Chapter Forty – All over Bar the Shouting
Never, never and never again shall it be that this beautiful land will again experience the oppression of one another and suffer the indignity of being the skunk of the world!Nelson Mandela
Nelson Mandela was still in his prison cell, but Lindiwe Buthelezi felt these words of his, pacing through her spirit.
It had been decided that the great ANC man would meet Pearce Ellison, Mark van Pletzen, Pieter Erasmus and Lindiwe in the small office, and not at his prison cell.
How would President P.W. Botha feel about all of this? Well, what the President did not yet know, would not hurt him.
“I am the master of my fate. I am the captain of my soul.”
Lindiwe shook her head as the words sent a shiver through her body. She had heard the words before. Yes, those very words were uttered by Mandela in her spirit when she had visited the Robben Island prison in 1973 in a trance. This time, she knew that things were real.
She grinned at Pieter, who stood next to her.
“I thought you said that you don’t know how to use that pistol?” teased the Lieutenant.
“I don’t actually, you will have to teach me when you have time,” she answered.
“As long as you don’t shoot me in the same place that you shot the warden,” teased Pieter, in reference to the bullet wound to the warden’s private parts, inflicted by Lindiwe.
“Come on, you know that was an accident,” the girl explained.
“Sure, you tell that to the poor guy’s wife,” answered Pieter.
Lindiwe burst out into hysterical laughter.
Moments later, the sound of footsteps could be heard. It seemed like a large contingent of people were heading their way.
Surrounded by six armed guards, Nelson Mandela walked down the passage towards Pieter and Lindiwe. The grey-haired man did not look like one who was filled with hatred against the white oppressor. He seemed to be jolly individual who was quite happy to remain on the island until the government agreed to the human rights demands laid down by the ANC.
Mandela smiled at Lindiwe.
“Ndiyakholelwa ukuba usindisile ubomi bam (I believe that you saved my life),” said the ANC man in Xhosa language.
With the Xhosa language being in the same ballpark as the Zulu language, Lindiwe could full understand what the he said, but was still taken aback at the attempted compliment.
Before she could reply, Mandela stepped into the small office and sat down at a table. He was soon joined by Pearce, Mark, Pieter and Lindiwe.
Mandela chatted freely with his guests and it was easy for them to see that this man was not the communist terrorist that the Nationalist Party government made him out to be.
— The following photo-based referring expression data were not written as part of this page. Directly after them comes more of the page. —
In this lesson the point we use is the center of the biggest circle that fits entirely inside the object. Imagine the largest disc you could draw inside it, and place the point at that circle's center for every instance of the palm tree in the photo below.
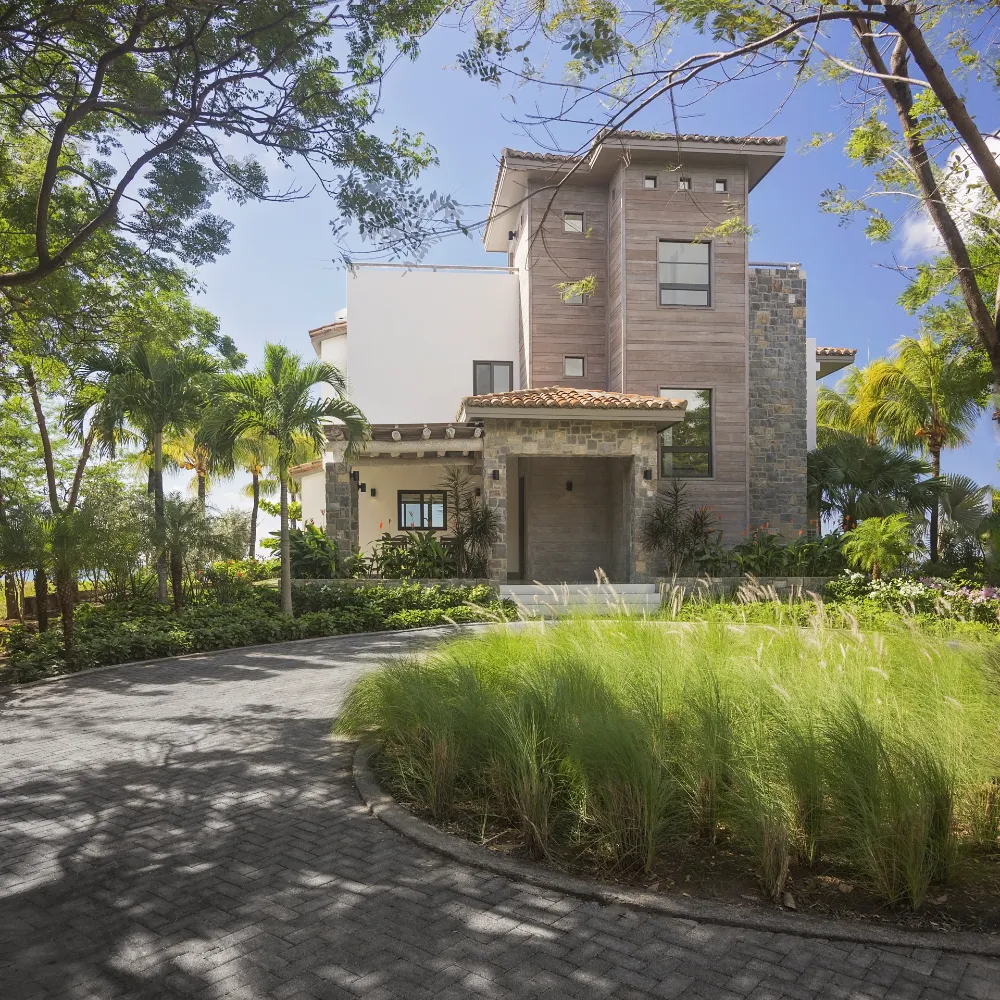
(880, 543)
(854, 479)
(837, 413)
(927, 398)
(276, 403)
(190, 451)
(254, 454)
(149, 389)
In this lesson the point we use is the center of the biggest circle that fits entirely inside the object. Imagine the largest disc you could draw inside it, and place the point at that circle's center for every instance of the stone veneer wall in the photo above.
(778, 399)
(503, 439)
(341, 506)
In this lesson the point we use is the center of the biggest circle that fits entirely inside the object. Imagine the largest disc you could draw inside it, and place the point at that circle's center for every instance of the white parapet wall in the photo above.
(415, 331)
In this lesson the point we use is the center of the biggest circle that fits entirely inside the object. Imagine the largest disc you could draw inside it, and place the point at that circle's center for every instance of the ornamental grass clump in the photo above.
(610, 742)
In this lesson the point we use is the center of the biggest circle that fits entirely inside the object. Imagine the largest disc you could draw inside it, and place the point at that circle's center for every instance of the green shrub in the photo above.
(610, 739)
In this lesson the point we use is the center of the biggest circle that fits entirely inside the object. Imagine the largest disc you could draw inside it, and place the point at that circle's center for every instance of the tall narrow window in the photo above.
(684, 273)
(422, 510)
(492, 376)
(686, 447)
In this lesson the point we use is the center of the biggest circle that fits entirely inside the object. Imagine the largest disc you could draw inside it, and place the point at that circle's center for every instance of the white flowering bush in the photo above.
(928, 595)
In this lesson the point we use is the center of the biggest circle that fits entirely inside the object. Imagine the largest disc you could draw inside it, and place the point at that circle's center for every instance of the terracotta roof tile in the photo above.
(572, 399)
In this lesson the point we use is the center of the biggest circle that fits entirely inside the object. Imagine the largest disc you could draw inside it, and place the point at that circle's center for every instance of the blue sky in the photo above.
(279, 279)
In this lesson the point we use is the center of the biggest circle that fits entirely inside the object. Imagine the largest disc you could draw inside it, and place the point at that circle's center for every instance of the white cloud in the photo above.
(965, 191)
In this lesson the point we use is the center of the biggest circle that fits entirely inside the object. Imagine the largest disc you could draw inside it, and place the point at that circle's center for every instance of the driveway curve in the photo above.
(187, 829)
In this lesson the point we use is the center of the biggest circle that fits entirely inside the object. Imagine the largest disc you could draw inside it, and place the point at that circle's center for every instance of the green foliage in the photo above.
(608, 742)
(880, 544)
(675, 531)
(242, 615)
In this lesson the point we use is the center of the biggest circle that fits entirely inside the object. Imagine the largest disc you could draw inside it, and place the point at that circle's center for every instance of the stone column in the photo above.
(495, 454)
(778, 399)
(341, 506)
(646, 456)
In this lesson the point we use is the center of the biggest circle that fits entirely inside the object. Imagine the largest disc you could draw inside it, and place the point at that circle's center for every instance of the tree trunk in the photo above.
(10, 595)
(43, 433)
(42, 599)
(177, 580)
(286, 552)
(253, 516)
(936, 469)
(158, 508)
(67, 597)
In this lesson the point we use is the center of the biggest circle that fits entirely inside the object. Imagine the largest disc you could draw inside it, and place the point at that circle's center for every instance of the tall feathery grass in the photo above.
(617, 737)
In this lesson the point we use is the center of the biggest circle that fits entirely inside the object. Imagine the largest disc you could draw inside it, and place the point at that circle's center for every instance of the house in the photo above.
(622, 340)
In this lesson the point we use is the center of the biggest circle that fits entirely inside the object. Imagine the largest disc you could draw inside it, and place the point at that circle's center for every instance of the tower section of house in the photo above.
(655, 228)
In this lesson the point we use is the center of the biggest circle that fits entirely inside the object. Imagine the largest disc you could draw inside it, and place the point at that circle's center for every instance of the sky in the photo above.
(280, 280)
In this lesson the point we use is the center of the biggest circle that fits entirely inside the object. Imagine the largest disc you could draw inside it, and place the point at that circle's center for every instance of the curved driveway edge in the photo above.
(188, 829)
(384, 807)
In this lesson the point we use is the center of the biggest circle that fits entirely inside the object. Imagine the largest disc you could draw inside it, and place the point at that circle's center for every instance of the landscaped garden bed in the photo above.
(840, 771)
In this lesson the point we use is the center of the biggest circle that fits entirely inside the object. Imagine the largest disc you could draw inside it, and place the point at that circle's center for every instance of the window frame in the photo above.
(493, 365)
(425, 508)
(710, 304)
(662, 449)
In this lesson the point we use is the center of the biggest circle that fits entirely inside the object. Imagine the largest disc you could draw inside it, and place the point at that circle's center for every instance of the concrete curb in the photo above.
(385, 808)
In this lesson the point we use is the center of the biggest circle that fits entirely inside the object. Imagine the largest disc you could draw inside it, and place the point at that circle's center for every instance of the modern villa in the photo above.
(677, 358)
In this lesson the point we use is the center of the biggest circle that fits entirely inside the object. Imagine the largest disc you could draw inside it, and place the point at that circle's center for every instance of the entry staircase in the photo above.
(541, 600)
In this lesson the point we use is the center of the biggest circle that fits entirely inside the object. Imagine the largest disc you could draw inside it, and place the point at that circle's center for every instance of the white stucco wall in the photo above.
(812, 373)
(313, 497)
(413, 334)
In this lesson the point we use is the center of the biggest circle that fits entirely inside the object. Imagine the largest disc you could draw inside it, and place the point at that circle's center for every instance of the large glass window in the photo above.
(684, 273)
(492, 376)
(686, 447)
(422, 510)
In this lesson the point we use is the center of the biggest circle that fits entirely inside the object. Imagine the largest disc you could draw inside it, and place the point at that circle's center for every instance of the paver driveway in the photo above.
(187, 829)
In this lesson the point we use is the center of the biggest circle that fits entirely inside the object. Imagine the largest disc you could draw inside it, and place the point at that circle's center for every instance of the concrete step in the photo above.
(509, 589)
(550, 601)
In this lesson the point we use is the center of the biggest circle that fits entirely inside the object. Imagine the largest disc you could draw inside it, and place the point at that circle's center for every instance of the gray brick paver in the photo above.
(187, 829)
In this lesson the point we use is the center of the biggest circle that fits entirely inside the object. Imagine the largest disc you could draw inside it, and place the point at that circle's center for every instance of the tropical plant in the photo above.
(147, 390)
(676, 531)
(852, 479)
(276, 403)
(880, 544)
(926, 398)
(475, 527)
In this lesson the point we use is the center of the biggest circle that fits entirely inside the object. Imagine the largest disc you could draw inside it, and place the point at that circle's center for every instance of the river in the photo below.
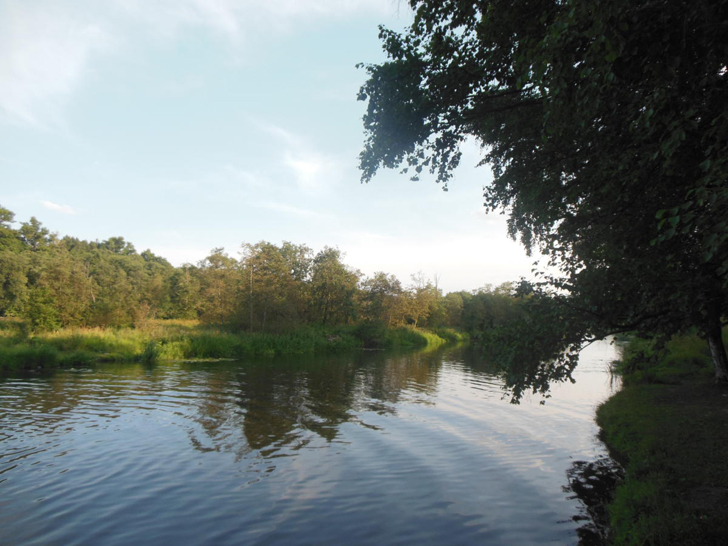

He was a caring individual who wanted a peaceful outcome for all citizens of South Africa. As he spoke, a tear fell from Lindiwe’s right eye. How could such a humble man be caught up in an international commotion that left him away from his family and friends for so many years?
Pearce asked him how he managed to remain positive during his time locked up on Robben Island.
Mandela cleared his throat.
“I am fundamentally an optimist,” he began, in his husky voice.
“Whether that comes from nature or nurture, I cannot say.”
“Part of being optimistic is keeping one’s head pointed toward the sun and one’s feet moving forward.”
Pearce smiled. He couldn’t remember as to how long he had waited for this moment to meet Mandela. It had started as a childhood dream and had grown from there.
Lindiwe noted that the man’s voice was identical to the one that she had heard in her spirit.
Here she sat. Millions of oppressed black people wished that they would be able to see a photograph of Mandela, never mind sit opposite him at a table. All this, while most white South Africans said ‘Mandela, who?’
The old man kept his arms folded as he listened to Pearce’s reasons for his trip to South Africa. Then he heard from Pieter and Lindiwe about their journey.
“What I need to know, Mr Mandela, is why I was hearing your voice in my spirit?” questioned Lindiwe.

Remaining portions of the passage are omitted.